Sześciu górników z prywatnej kopalni Silesia w Czechowicach-Dziedzicach (Śląskie) trafiło dziś po południu do szpitali. Zostali niegroźnie poturbowani w wyniku awarii taśmociągu - wynika z informacji kopalni._ _
_ - Do wypadku doszło w chodniku 556 metrów pod ziemią. Powodem była awaria konstrukcji przenośnika taśmowego _ - powiedziała rzeczniczka kopalni Ewa Szpejna.
Ze wstępnych ustaleń wynika, że mogły obluzować się mocowania, którymi taśmociąg przytwierdzony jest do boku chodnika i podłoża. Z tego powodu przenośnik stracił stabilność i zaczął poruszać się w niekontrolowany sposób. Górnicy przebywający w pobliżu zostali poturbowani.
Czterej trafili do szpitala w Bielsku-Białej, dwaj - w Pszczynie. Dziś po południu trwały ich badania. Wstępnie ustalono, że nie odnieśli poważniejszych obrażeń. Wypadki zakwalifikowano jako lekkie.
Przedsiębiorstwo Górnicze Silesia jest spółką z większościowym udziałem czeskiego inwestora, który kupił kopalnię od Kompanii Węglowej. Wiosną ubiegłego roku, po ponad roku przygotowań i zrealizowaniu wartych ok. 0,5 mld zł inwestycji, zakład wznowił wydobycie węgla.
W ubiegłym roku w Silesii doszło do dwóch poważnych wypadków - zginęli dwaj górnicy. W sierpniu śmierć poniósł 29-letni górnik, który wpadł do podziemnego zbiornika na węgiel. W listopadzie 57-letni pracownik firmy usługowej zginął przyciśnięty do ociosu (boku wyrobiska) elementem potrąconym przez podziemną kolejkę podwieszaną.

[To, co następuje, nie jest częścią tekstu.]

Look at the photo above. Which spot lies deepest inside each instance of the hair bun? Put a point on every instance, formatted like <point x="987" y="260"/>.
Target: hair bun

Z danych Wyższego Urzędu Górniczego (WUG) wynika, że w 2012 r. ogólna liczba wypadków w polskim górnictwie zmniejszyła się o ok. 5 proc., a dla załogi własnej w kopalniach węgla kamiennego (bez pracowników firm usługowych) o ok. 7 proc.; w firmach usługowych wypadkowość wzrosła o 2 proc. To już trzeci rok z rzędu malejącej ogólnej wypadkowości. O 40 proc. spadła też liczba tzw. wypadków ciężkich. Mniej było zdarzeń, które potencjalnie mogą prowadzić do katastrof (pożary endogeniczne, zapłon metanu, tąpnięcia czy wdarcie się wody do wyrobisk). Nie poprawiły się natomiast wskaźniki wypadkowości śmiertelnej. W 2012 r. w górnictwie zginęło 28 górników, w tym 22 w kopalniach węgla kamiennego.
Wskaźnik wypadków śmiertelnych w przeliczeniu na milion ton wydobytego węgla w ciągu 11 miesięcy 2012 r. był najgorszy właśnie w prywatnym Przedsiębiorstwie Górniczym Silesia (4,86). W Jastrzębskiej Spółce Węglowej w porównaniu do poprzedniego roku wskaźnik ten dwukrotnie się poprawił (z 0,71 do 0,32). Gorzej było w Katowickim Holdingu Węglowym (w 2012 r. 0,57, rok wcześniej 0,24) w Kompanii Węglowej (0,22, wobec 0,13 w 2011 r.). Poprawa nastąpiła w Południowym Koncernie Węglowym z grupy Tauron, gdzie w ubiegłym roku nie było ani jednego śmiertelnego wypadku (wskaźnik w 2011 r. wyniósł 0,67 na 1 mln ton węgla.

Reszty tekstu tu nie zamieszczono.